Despite the disastrous end to the siege at Shallows, when the filthy dwarves had snuck onto the field of battle within the hollowed out statue of Gruumsh One-Eye, the war was proceeding beautifully. The news of King Bruenor's demise had brought dozens of new tribes scurrying out of their holes to Obould's side and had even quieted the troublesome Gerti Orelsdottr and her superior-minded frost giants. Obould's son, Urlgen, had the dwarves on the run—to the edge of Mithral Hall already, judging from the last reports.

Then came reports that some enemy force was out there, behind Obould's lines. An encampment of orcs had been thrashed, with most slaughtered and the others scattered back to their mountain holes. Obould understood well the demeanor of his race, and he knew that morale was everything at that crucial moment—and usually throughout an entire campaign. The orcs were far more numerous than their enemies in the North and could match up fairly well one-against-one with humans and dwarves, and even elves. Where their incursions ultimately failed, Obould knew, lay in the often lacking coordination between orc forces and the basic mistrust that orcs held for rival tribes, and oftentimes held even within individual tribes. Victories and momentum could offset that disadvantage of demeanor, but reports like the one of the slaughtered group might send many, many others scurrying for the safety of the tunnels beneath the mountains.
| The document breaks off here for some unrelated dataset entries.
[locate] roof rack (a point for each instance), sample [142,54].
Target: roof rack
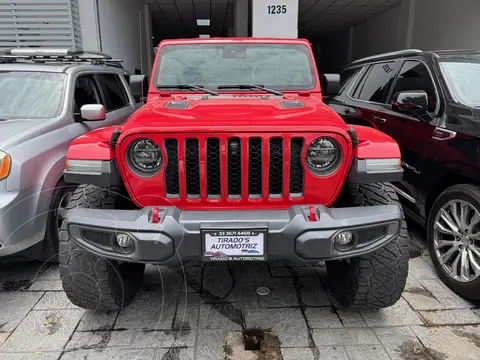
[407,52]
[58,55]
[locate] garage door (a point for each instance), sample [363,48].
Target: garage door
[45,23]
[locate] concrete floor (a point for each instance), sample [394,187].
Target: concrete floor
[203,317]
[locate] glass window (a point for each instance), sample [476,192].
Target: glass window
[114,91]
[413,76]
[30,95]
[86,92]
[376,85]
[277,66]
[347,77]
[462,77]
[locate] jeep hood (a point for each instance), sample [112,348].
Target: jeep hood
[234,114]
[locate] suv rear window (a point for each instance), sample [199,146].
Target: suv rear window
[114,91]
[374,88]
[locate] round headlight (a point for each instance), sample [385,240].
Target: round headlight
[323,156]
[145,156]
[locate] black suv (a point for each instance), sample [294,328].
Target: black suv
[429,102]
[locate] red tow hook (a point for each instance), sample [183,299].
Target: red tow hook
[312,213]
[153,216]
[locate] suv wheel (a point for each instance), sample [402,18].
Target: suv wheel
[453,233]
[89,281]
[377,279]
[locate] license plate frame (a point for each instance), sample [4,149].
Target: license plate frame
[232,233]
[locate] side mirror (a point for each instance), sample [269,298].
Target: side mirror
[330,84]
[410,101]
[93,112]
[139,87]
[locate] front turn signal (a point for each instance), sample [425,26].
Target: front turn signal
[5,163]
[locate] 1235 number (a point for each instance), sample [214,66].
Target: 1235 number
[276,9]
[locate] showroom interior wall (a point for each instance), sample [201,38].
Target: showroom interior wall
[119,28]
[423,24]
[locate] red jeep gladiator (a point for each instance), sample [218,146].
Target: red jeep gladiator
[235,157]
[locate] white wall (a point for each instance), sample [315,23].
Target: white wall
[122,31]
[378,34]
[446,24]
[89,24]
[333,52]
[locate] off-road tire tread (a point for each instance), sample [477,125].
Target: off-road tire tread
[374,280]
[90,281]
[50,242]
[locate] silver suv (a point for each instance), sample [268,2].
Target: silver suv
[48,97]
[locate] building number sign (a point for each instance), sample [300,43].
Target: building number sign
[276,9]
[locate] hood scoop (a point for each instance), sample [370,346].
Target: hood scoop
[177,104]
[292,104]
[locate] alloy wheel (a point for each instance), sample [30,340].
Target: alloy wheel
[456,239]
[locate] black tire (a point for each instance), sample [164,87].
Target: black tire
[60,194]
[471,194]
[377,279]
[90,281]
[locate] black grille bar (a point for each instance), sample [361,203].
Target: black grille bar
[296,169]
[192,168]
[255,167]
[172,184]
[213,168]
[234,167]
[275,171]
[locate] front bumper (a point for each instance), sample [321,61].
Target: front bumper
[292,234]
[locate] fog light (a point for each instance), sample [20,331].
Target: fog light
[344,238]
[124,240]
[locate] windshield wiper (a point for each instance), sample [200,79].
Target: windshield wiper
[189,86]
[250,86]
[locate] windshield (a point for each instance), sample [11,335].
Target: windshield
[276,66]
[463,79]
[30,95]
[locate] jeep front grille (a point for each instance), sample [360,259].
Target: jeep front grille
[234,167]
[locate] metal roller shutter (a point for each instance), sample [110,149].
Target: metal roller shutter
[40,23]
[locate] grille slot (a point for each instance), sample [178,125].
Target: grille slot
[234,167]
[213,168]
[275,171]
[296,169]
[255,168]
[172,184]
[240,167]
[192,168]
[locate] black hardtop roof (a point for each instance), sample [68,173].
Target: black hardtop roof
[409,53]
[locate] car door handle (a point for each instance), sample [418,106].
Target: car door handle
[443,134]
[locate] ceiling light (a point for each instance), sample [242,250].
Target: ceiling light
[203,22]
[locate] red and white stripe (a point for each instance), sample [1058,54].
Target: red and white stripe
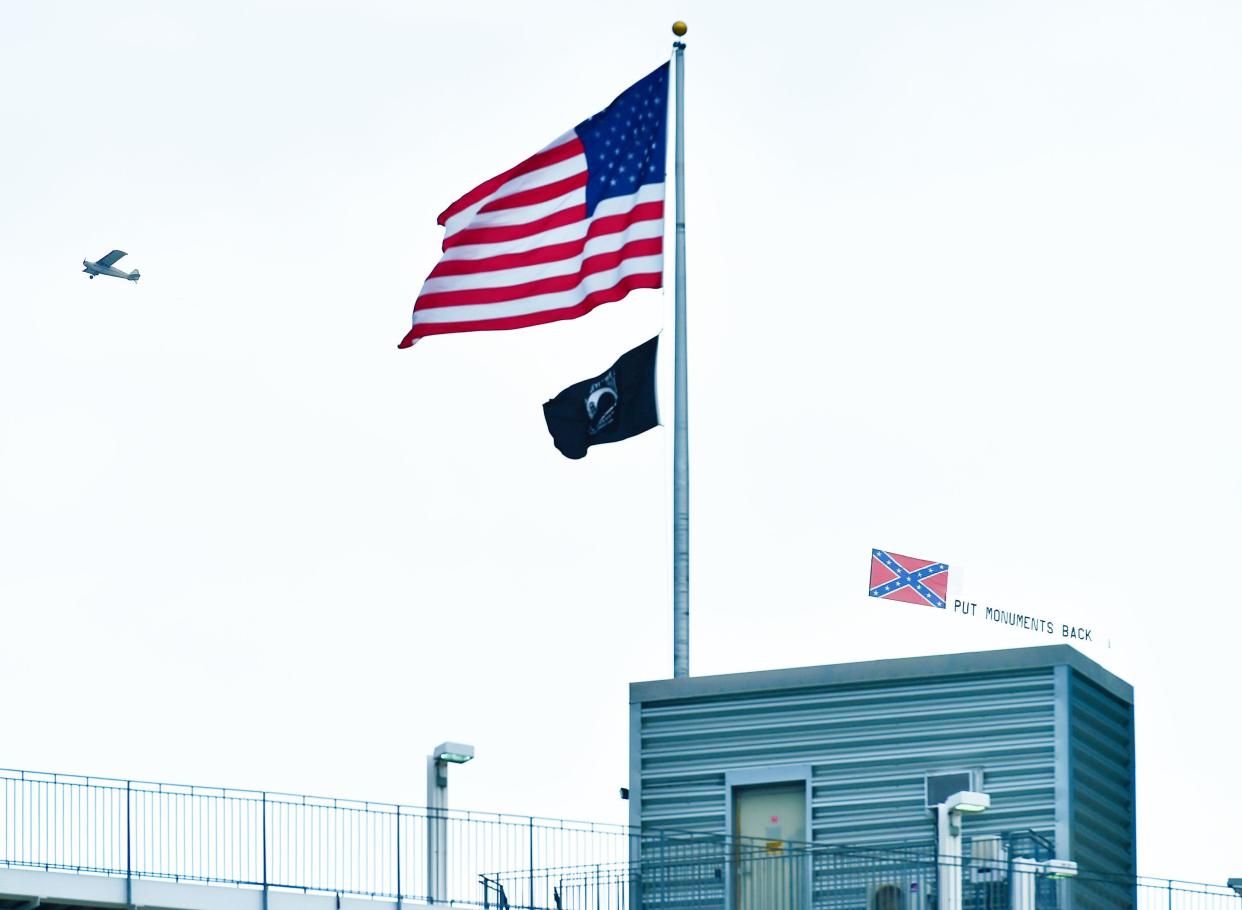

The timing was not good. Obould had heard of another coming gathering of the shamans of several fairly large tribes, and he feared that they might try to abort his invasion before it had really begun. At the very least, a joined negative voice of two-dozen shamans would greatly deplete the orc king's reinforcements.

One thing at a time, Obould scolded himself, and he considered more carefully the goblin messenger's words. He had to find out what was going on, and quickly. Fortunately, there was one in his encampment at the time who might prove of great help.

Dismissing both the goblin and his attendants, Obould moved to the southern edge of the large camp, to a lone figure that he had kept waiting far too long.

"Greetings, Donnia Soldou," he said to the drow female.

She turned to regard him—she had sensed his approach long before he had spoken, he knew—peering at him under the low-pulled hood of her magical piwafwi, her red-tinged eyes smiling as widely and wickedly as her tight grin.